Friday, January 15, 2010

i discover bit by bit......the ME in ME!! =)

i am a "pendiam" since i was a lil kid... i always get dis kind of comment whenever the "report card day" comes..

guess those teachers can see what others might not see. =)

frankly, i dislike talking n is too lazy to speak up even for a simple reading we used to have in class. i used to hate oral reading test!

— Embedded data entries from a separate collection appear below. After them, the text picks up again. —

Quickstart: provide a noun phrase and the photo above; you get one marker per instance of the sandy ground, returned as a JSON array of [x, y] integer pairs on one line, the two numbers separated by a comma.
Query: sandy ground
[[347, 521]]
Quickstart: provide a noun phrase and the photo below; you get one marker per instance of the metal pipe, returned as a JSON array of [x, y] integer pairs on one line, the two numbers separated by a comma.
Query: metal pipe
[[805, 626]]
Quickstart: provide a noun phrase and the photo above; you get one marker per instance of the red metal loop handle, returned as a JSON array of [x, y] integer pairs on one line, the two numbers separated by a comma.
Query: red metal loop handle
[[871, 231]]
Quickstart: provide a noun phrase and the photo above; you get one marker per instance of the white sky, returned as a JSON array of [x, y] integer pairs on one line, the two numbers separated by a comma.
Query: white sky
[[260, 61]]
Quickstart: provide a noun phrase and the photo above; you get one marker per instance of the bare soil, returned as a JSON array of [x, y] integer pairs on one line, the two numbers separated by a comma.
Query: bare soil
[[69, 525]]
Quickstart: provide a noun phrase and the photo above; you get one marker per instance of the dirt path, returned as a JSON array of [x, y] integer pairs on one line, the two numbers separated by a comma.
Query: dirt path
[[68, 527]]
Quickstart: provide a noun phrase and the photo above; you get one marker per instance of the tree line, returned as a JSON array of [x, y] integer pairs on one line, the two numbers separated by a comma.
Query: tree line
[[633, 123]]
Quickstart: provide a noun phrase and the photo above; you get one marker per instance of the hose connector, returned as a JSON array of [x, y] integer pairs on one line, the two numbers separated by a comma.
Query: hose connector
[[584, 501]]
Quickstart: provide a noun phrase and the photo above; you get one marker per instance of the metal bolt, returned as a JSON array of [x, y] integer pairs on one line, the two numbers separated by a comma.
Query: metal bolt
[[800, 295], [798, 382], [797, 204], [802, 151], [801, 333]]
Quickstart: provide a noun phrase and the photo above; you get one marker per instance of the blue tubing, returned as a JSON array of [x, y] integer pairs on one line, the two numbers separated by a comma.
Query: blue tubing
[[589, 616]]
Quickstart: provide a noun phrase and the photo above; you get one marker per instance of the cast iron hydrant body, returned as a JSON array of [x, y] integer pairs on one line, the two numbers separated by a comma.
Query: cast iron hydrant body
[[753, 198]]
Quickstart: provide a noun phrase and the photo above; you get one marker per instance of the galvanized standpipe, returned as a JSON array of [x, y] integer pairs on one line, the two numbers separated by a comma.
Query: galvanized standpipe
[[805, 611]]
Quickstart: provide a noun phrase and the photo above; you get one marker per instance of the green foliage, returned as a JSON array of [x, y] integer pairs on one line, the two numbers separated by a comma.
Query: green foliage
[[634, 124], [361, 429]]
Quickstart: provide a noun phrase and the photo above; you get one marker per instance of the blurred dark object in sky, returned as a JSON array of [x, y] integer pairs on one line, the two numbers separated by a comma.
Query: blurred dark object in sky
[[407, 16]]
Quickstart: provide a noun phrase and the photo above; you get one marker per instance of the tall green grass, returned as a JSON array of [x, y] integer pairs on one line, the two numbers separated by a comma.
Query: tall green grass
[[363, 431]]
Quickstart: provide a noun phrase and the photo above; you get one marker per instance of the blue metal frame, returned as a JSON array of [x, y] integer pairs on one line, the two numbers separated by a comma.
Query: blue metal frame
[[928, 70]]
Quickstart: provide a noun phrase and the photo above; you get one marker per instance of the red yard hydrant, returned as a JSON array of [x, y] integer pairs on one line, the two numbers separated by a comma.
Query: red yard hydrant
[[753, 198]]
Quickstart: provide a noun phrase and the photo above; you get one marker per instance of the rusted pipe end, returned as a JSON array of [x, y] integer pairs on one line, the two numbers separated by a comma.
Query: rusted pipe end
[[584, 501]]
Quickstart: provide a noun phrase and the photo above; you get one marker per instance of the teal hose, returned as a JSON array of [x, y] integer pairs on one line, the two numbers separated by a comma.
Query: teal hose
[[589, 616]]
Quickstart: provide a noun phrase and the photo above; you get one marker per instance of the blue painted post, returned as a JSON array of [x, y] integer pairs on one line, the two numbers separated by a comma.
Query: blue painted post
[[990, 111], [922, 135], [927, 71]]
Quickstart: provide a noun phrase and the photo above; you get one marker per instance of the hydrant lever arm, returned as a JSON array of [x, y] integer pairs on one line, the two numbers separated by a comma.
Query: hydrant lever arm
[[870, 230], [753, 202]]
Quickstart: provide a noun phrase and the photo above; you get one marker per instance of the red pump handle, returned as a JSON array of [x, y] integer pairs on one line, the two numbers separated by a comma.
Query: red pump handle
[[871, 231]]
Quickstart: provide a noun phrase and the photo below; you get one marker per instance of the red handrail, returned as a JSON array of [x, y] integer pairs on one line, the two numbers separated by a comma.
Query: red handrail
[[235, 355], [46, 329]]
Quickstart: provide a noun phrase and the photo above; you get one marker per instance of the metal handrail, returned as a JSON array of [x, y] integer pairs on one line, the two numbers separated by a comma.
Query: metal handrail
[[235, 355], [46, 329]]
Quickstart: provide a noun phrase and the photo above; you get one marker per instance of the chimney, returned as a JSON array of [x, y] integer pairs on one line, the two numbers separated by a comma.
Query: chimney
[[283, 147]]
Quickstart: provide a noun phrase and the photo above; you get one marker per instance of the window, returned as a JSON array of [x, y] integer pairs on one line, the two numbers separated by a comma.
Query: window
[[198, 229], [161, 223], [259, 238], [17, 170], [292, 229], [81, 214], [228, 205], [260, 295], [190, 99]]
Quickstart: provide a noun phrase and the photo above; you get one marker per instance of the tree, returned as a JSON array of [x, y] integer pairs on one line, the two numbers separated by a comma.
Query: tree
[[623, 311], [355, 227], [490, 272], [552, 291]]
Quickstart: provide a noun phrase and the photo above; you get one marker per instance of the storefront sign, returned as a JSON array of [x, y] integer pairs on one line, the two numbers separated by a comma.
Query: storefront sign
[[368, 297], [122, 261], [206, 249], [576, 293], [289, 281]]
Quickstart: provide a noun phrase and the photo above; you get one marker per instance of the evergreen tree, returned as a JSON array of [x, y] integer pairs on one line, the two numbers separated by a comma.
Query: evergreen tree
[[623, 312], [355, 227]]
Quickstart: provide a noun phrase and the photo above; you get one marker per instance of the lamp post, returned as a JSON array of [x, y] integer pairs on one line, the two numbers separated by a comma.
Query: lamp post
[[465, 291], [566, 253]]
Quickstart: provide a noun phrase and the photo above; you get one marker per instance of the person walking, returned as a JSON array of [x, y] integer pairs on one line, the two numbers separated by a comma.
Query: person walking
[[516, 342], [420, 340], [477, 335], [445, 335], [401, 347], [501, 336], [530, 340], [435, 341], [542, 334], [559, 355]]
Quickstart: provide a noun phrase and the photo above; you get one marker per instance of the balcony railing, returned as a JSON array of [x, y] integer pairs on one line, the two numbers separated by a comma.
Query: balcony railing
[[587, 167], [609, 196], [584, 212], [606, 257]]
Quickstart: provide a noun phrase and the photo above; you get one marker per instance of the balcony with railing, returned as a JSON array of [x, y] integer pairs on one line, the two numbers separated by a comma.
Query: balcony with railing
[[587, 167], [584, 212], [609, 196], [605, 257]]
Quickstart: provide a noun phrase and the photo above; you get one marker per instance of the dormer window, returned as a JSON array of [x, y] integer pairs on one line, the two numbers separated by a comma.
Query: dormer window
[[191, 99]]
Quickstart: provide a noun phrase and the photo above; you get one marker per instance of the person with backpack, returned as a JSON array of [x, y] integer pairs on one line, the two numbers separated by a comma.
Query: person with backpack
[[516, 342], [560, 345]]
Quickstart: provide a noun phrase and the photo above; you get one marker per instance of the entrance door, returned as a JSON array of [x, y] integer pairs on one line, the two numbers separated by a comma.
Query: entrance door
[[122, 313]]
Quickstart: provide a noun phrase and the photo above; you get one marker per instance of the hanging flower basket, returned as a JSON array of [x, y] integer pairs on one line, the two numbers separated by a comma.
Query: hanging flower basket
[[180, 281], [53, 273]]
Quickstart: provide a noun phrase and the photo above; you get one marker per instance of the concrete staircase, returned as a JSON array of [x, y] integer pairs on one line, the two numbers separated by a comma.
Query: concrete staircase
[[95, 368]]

LOL!

but now i am average dy. i don hate talking dat much anymore. but still i am lazy to talk. plus, sometimes talking overload makes me feel tired. i seriously dont know y.

most of the time i got lots of comment lots of crap dat i wanan share but when i talk too much i will feel tired. no energy.

i think i have to admit dat............ I AM A WEIRDO!! Oh me god! haha!!

Tuesday, January 12, 2010

feelings

i dont know how. but somehow the feelings r coming back. i guess its cuz v r getting closer now?
i dont want those feelings to come back.
so i shall concentrate on something else.


forget bout this sad part. :P


lets talk bout tJ. :)) weeee~~
i've been cleaning my room bit by bit.
~old dy. cant clean all one shot.:P
hehe
and fortunately....manage to dig out one old box. my fav box!!
awhhhh~!! saw all those letters... from kY, fatt, gino, and etc etc..
hehe forget bout those letters...
main point is i found the letters i wrote to tJ!! :))
those letters were suppose to remain in the box cuz i never plan to deliver them to him.
but somehow... after about 7.5yrs? i manage to deliver it out to tJ via msn.!!!!omg!
i really cant believe me!! i actually type the letter all over again in msn to him. of cuz, upon his request la..LOL!! but i send him first sentense FIRST la.. :P hehe
we had some great time laughing bout the "funny" letter.
after reading it. i somehow realise, back in 2002, i really do love him, really crazy+desperate bout him LOL
so am i now hehe
still sayang him so so much :)))


to tJ,
i will b there................... no matter wat.